Use that specific desire to motivate him/her to stay on their treatment course. Ask him/her in detail about what they want to do, and then say, “Let’s get you there.” Act as a partner toward this goal, reminding your patient of how much closer it is as their health improves.

Reboot a rebel.

Some patients who don’t want to comply with health instructions are simply contrarians by nature who don’t like to be told what to do. If you have a patient who is rebelling against a diet plan, appeal to their rebellious nature in reverse. How?

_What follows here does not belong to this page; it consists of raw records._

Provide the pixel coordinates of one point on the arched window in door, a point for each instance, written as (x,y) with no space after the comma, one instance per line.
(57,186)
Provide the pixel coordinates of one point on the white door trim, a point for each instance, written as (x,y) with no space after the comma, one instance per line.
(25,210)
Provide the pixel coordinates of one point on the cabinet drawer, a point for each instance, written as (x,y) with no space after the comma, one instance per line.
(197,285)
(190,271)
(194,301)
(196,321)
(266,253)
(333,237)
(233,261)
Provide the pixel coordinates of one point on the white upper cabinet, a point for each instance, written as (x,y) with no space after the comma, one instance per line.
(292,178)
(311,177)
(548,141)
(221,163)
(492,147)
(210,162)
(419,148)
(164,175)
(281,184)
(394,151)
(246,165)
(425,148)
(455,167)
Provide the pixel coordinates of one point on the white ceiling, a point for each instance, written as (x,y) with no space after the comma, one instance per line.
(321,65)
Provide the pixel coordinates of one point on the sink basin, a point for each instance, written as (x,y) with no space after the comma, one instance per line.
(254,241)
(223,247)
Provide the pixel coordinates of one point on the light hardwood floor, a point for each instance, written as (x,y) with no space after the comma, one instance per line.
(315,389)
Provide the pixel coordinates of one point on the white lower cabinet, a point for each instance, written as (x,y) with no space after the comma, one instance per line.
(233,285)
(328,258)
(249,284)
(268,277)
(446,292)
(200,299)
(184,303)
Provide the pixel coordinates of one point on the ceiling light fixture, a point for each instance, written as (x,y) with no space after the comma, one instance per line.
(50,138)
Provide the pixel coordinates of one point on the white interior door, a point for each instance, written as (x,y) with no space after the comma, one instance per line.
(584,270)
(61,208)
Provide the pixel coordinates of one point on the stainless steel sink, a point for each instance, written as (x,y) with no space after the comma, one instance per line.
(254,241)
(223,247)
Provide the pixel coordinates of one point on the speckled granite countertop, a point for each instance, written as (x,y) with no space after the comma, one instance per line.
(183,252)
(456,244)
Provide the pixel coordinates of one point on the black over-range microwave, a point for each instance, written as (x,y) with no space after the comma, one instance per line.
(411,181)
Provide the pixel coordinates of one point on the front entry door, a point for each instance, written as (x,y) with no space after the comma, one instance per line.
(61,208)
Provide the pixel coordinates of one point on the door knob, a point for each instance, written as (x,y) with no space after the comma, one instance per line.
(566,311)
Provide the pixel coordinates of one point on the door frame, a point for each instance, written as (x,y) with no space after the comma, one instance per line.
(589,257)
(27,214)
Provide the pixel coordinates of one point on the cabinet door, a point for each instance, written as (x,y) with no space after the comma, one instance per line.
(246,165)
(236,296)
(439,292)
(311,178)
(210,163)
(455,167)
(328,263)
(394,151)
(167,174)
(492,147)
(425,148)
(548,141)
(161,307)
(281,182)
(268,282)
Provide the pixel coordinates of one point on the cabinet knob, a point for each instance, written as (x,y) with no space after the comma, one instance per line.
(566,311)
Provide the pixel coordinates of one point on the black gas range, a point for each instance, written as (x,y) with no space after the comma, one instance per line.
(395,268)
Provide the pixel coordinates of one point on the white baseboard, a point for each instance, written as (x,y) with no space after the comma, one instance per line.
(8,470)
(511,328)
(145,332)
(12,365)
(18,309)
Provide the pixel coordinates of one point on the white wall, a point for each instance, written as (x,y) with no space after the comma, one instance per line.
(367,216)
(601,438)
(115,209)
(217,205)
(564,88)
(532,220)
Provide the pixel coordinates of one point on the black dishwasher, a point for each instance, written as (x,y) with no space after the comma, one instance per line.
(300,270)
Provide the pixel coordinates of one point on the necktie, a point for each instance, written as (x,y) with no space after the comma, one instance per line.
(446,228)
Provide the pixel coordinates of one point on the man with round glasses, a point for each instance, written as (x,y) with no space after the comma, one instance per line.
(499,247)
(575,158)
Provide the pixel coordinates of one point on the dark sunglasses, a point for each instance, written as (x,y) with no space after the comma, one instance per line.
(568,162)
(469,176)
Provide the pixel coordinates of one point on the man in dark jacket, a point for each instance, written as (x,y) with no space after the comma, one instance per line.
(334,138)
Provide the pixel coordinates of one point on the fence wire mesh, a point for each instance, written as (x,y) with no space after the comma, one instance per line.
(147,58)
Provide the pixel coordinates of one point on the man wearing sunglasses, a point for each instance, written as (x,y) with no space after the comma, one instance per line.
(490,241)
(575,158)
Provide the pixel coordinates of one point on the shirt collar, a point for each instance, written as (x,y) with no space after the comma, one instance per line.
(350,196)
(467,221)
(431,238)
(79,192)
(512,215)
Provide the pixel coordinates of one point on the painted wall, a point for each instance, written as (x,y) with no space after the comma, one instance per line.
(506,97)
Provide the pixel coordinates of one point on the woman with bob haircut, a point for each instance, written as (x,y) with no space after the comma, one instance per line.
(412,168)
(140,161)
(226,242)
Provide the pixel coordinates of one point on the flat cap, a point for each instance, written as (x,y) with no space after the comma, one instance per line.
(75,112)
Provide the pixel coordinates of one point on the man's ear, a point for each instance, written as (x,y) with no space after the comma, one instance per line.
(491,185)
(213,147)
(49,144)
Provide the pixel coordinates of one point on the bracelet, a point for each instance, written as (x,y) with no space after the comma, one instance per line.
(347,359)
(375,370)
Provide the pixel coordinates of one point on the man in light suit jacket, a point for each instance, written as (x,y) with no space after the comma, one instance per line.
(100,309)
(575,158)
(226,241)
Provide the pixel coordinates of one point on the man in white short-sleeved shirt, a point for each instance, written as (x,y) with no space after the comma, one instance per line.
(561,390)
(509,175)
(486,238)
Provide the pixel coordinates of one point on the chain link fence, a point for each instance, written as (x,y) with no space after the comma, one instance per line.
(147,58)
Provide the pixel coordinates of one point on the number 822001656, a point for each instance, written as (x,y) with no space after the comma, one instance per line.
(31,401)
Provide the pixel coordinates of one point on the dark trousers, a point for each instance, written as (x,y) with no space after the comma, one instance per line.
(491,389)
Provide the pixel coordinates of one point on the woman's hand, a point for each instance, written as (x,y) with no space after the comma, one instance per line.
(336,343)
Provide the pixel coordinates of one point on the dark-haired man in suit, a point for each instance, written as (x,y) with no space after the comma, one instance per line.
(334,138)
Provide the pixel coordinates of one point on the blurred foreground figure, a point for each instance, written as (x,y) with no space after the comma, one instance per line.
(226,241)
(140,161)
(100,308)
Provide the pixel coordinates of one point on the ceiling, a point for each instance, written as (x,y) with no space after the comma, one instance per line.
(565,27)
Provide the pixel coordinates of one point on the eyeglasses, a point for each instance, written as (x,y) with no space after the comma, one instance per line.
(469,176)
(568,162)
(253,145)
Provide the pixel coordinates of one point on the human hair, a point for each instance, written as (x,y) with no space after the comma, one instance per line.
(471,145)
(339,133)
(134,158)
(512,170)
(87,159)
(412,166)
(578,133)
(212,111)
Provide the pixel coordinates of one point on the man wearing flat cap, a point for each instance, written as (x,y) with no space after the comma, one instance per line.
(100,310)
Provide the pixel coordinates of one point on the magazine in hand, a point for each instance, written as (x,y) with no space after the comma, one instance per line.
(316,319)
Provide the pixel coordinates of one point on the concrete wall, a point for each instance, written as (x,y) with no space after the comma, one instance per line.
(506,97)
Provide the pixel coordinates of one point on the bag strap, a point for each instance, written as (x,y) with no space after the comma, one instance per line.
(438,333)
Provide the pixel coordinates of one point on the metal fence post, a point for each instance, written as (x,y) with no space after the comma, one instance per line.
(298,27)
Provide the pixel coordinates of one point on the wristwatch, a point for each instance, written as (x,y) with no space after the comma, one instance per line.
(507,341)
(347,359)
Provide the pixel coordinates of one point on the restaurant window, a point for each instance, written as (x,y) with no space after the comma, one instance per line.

Researchers from the University of Chicago’s Booth School of Business find that showing rebellious teenage boys who ate too much junk food the manipulative ways these products may be advertised made the boys reject unhealthy food for nutritious snacks and beverages. This strategy can work on any noncompliant patient — once they have the knowledge and power to make good choices, chances improve that they’ll want to exert it.

Address mistakes immediately.

If you or your staff make an error, it goes without saying your patient deserves an immediate apology and an immediate rectification. Never try to push errors under the rug or get too busy to fix an issue, no matter how small, on the spot.

Keep a daily dialogue running with your office manager so that you are aware of any complaints or problem in real time, and be honest with your patients. Honesty is the best policy when it comes to preserving your patient relationships, period.